Parce qu’il redoutait que Belloir, pour se venger, ne lui fît la réputation d’un rétrograde inapte à soutenir une controverse. Et aussi parce que la partie de dominos où ils usaient leurs soirées lui était devenue plus qu’une habitude, — un besoin.
Un matin, au milieu de la route coutumière, ils aperçurent un gros caillou soigneusement lavé et qui semblait avoir été placé là pour retenir l’attention des passants. Sur sa face la plus apparente, une inscription, tracée au vernis noir, luisait. Ils s’arrêtèrent, se penchèrent dessus et lurent ces mots : Je n’existe pas, signé Dieu.

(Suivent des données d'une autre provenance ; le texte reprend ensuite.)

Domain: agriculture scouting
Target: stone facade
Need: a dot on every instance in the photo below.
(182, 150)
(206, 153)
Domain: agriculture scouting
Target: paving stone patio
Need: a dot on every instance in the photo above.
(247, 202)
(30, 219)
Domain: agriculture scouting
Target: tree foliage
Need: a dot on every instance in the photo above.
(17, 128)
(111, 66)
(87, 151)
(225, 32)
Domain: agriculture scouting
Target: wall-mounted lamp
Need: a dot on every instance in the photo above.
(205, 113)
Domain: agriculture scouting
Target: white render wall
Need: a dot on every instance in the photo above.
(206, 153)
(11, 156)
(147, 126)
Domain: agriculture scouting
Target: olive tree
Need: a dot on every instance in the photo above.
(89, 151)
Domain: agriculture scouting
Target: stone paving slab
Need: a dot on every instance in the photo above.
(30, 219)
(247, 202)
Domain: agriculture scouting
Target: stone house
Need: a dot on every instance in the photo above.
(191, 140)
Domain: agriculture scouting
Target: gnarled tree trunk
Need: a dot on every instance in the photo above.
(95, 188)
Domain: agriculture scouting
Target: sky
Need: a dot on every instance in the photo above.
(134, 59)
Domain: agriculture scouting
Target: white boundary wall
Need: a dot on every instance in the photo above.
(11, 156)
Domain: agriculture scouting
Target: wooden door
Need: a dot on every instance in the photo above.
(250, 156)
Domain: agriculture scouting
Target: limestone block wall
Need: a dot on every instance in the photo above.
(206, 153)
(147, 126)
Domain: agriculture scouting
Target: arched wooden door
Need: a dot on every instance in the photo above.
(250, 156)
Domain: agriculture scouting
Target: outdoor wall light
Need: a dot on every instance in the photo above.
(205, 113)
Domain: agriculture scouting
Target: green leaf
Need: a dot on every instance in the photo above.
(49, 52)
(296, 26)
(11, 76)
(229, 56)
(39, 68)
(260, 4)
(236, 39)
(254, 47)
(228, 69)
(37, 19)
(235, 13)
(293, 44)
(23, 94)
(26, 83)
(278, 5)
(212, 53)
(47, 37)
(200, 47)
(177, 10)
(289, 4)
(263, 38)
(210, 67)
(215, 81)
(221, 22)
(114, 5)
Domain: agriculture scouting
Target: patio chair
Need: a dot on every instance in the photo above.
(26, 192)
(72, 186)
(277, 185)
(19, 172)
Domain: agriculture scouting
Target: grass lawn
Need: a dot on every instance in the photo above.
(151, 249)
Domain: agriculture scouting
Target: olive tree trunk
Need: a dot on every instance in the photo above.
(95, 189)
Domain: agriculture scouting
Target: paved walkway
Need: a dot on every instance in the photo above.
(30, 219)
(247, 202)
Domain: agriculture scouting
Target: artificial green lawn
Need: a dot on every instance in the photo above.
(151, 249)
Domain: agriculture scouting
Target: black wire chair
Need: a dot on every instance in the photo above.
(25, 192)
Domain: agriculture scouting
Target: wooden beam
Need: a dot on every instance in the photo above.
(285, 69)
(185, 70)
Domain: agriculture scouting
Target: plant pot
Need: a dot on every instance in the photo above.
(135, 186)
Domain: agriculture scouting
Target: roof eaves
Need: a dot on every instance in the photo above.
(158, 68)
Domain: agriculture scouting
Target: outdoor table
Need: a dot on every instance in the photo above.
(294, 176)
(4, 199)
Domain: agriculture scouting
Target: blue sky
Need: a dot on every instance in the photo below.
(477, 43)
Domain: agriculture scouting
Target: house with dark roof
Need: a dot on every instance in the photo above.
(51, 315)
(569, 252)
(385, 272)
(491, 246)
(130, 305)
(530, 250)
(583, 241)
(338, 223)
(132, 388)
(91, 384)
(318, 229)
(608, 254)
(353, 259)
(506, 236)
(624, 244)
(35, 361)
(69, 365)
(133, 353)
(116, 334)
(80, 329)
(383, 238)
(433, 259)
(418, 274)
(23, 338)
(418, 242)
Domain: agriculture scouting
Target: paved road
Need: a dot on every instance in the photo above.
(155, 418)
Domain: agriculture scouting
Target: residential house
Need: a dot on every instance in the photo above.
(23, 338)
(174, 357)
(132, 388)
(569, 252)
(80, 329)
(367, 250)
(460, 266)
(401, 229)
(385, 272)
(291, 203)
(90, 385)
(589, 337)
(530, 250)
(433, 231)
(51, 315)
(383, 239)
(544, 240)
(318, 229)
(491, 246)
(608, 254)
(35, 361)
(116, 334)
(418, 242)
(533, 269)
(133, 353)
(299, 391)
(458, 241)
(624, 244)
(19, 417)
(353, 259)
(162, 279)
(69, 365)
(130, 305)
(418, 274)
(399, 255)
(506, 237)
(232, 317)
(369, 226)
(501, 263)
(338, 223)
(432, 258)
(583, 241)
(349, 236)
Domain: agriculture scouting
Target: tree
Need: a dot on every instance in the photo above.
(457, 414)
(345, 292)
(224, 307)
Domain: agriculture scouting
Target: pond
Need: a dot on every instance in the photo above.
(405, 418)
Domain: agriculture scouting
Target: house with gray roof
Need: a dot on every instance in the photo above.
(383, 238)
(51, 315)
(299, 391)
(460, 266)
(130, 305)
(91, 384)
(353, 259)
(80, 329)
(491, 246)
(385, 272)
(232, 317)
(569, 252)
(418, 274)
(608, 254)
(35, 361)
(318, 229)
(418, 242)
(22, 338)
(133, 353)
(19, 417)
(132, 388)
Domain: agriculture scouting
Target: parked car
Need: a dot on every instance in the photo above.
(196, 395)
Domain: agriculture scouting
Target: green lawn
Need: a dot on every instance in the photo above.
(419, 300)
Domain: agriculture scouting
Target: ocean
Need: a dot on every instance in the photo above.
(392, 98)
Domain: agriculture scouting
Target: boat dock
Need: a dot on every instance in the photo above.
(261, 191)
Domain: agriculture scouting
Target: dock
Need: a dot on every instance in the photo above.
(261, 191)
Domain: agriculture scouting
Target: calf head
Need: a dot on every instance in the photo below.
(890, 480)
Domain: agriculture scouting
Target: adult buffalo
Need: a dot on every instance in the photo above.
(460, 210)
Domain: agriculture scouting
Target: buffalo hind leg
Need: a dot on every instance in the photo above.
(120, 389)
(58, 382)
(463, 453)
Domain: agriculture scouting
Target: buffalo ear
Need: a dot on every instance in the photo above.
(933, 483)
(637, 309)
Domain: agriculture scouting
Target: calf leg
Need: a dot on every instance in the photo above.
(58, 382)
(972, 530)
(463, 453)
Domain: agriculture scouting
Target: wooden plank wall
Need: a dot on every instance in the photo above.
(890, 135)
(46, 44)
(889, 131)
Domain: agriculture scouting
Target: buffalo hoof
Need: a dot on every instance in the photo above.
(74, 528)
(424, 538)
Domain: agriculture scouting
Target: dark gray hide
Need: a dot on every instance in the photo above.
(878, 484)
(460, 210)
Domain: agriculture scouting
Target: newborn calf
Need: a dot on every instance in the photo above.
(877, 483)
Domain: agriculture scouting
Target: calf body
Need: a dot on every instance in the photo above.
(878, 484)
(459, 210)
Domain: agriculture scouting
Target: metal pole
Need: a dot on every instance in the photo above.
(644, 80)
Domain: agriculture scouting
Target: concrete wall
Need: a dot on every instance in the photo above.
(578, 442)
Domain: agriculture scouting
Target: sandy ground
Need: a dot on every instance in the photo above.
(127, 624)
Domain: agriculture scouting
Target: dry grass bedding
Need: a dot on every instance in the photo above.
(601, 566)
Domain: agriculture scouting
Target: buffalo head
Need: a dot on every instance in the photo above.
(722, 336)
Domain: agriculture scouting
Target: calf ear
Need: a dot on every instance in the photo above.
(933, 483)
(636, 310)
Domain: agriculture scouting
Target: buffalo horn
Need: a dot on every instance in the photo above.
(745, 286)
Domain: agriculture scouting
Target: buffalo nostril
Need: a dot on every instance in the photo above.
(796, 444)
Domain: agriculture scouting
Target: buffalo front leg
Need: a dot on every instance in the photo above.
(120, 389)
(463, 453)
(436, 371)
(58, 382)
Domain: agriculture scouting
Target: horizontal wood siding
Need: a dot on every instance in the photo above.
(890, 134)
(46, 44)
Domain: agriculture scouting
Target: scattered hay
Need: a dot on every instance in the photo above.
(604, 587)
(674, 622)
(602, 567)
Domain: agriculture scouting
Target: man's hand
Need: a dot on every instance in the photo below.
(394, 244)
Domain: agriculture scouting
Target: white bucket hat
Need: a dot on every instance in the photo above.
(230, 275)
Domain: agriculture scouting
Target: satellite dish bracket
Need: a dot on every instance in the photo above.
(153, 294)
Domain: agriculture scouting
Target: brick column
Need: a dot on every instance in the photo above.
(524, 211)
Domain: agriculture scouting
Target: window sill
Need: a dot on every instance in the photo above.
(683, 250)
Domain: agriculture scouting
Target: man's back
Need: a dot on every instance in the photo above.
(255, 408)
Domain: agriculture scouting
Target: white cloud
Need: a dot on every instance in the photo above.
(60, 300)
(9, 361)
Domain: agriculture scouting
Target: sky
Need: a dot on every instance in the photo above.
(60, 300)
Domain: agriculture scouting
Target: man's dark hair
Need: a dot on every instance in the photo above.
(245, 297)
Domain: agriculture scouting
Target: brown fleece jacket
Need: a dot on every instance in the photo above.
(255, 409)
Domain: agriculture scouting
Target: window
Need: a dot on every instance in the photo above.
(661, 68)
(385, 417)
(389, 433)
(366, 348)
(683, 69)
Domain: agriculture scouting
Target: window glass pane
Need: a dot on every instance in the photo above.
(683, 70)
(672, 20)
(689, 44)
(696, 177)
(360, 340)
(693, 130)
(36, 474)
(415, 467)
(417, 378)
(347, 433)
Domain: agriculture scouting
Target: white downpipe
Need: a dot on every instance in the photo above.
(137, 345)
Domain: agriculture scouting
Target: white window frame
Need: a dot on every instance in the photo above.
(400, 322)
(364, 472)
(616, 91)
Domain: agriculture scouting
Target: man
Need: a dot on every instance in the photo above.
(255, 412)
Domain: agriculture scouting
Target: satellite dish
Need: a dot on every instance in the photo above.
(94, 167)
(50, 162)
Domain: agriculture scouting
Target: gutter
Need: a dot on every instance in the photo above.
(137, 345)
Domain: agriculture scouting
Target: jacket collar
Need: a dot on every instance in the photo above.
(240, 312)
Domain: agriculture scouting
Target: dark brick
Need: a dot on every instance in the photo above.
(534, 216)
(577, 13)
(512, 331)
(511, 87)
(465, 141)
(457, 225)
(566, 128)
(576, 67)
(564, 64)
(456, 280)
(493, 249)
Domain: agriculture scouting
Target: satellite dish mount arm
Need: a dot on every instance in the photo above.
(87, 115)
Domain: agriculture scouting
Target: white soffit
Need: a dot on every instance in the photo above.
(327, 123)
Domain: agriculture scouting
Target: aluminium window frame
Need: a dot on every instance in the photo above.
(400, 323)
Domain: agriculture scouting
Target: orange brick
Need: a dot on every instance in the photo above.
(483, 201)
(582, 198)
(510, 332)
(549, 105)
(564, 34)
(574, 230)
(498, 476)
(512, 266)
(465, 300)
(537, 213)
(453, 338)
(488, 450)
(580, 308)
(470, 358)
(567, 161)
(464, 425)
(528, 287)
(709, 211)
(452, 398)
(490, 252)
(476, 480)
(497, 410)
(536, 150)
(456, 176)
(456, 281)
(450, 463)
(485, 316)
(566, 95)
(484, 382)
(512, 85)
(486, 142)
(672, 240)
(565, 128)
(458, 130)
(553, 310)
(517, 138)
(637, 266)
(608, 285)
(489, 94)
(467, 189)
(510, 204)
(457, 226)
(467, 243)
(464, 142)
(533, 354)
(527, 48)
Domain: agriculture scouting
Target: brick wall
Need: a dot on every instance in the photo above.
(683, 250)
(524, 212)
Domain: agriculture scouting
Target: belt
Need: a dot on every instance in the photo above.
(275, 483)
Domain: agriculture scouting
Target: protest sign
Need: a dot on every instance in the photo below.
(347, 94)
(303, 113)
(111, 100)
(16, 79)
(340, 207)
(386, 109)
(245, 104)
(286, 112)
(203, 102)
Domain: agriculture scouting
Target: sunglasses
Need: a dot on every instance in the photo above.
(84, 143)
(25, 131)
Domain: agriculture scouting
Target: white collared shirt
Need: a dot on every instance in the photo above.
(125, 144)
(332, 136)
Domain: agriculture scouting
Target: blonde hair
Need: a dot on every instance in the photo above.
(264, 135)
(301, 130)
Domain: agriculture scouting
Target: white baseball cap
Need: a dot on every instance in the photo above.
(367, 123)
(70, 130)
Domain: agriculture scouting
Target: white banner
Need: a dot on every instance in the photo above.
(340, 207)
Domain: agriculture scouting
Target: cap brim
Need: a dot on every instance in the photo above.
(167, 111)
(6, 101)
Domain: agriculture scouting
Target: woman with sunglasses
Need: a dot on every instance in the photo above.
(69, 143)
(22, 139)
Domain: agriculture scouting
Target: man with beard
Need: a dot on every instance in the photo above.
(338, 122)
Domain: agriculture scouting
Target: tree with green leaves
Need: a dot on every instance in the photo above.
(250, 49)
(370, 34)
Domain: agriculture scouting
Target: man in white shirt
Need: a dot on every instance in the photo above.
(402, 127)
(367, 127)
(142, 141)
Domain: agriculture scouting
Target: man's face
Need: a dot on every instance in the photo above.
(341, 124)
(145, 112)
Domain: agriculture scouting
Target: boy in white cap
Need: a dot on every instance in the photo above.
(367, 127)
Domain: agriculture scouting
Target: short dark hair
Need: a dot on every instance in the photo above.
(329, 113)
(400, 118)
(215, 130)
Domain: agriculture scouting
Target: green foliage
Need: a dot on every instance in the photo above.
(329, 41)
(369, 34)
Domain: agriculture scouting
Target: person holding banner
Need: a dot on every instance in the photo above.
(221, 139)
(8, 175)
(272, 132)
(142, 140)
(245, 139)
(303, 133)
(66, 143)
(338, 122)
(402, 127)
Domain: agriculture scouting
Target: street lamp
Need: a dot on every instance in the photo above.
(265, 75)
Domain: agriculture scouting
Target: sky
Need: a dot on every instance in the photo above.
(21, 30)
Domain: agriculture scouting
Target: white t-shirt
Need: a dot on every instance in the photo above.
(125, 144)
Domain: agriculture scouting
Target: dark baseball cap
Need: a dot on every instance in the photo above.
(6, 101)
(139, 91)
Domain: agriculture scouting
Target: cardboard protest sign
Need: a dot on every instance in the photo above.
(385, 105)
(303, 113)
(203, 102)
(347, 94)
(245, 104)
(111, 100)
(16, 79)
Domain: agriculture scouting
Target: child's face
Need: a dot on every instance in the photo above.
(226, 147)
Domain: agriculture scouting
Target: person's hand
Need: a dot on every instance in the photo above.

Aussitôt Belloir se redressa, les yeux étincelant d’allégresse. Ouvrant les bras, il s’écria :
— Là, tu vois bien que j’avais raison !…
Dujonchet restait interloqué. Ce n’était pas que les objections lui fissent défaut. Il aurait pu demander ce que prouvait cette médiocre facétie d’un émule probable de Belloir et aussi comment un personnage qui n’existe pas acquiert soudain de la vitalité pour se nier lui-même. Mais il était, par sa mollesse invétérée, tellement enclin à biaiser, à travestir en libéralisme sa couardise devant les assertions brutales des adversaires de sa croyance intime qu’il se contenta de répondre presque à voix basse : — Toutes les opinions sont respectables.
Hélas, ils se comptent, en trop grand nombre, à notre époque, les chrétiens effarouchés qui se dérobent au devoir de proclamer hautement la Vérité unique en toutes circonstances et quelles que puissent être les suites de leur bravoure. Beaucoup paraissent avoir honte de leur foi et craindre de souffrir pour elle. Qu’une coalition de démoniaques et d’aveugles se forme contre l’Église, ils se hâtent de mettre chapeau bas et de murmurer comme Sosie :
Qui va là ?… Heu ! ma peur à chaque instant s’accroît !
Messieurs, ami de tout le monde !…
Avant même que l’ennemi de Jésus ait achevé de vomir ses invectives et ses blasphèmes, ils s’empressent de vanter son savoir et l’ampleur de son esprit critique. Ils s’imaginent ainsi ménager son amour-propre et susciter sa modération. En quoi ils se trompent fort, car l’athée en conclut qu’il n’a pas à se gêner vis-à-vis de convictions aussi gélatineuses que fuyantes. Et lorsque le caprice lui vient de saper, une fois de plus, les murailles du sanctuaire, il manie le pic et la pioche, en riant des catholiques grelotteux qui le regardent démolir et qui se contentent de marmotter de vagues maximes à la gloire de la tolérance.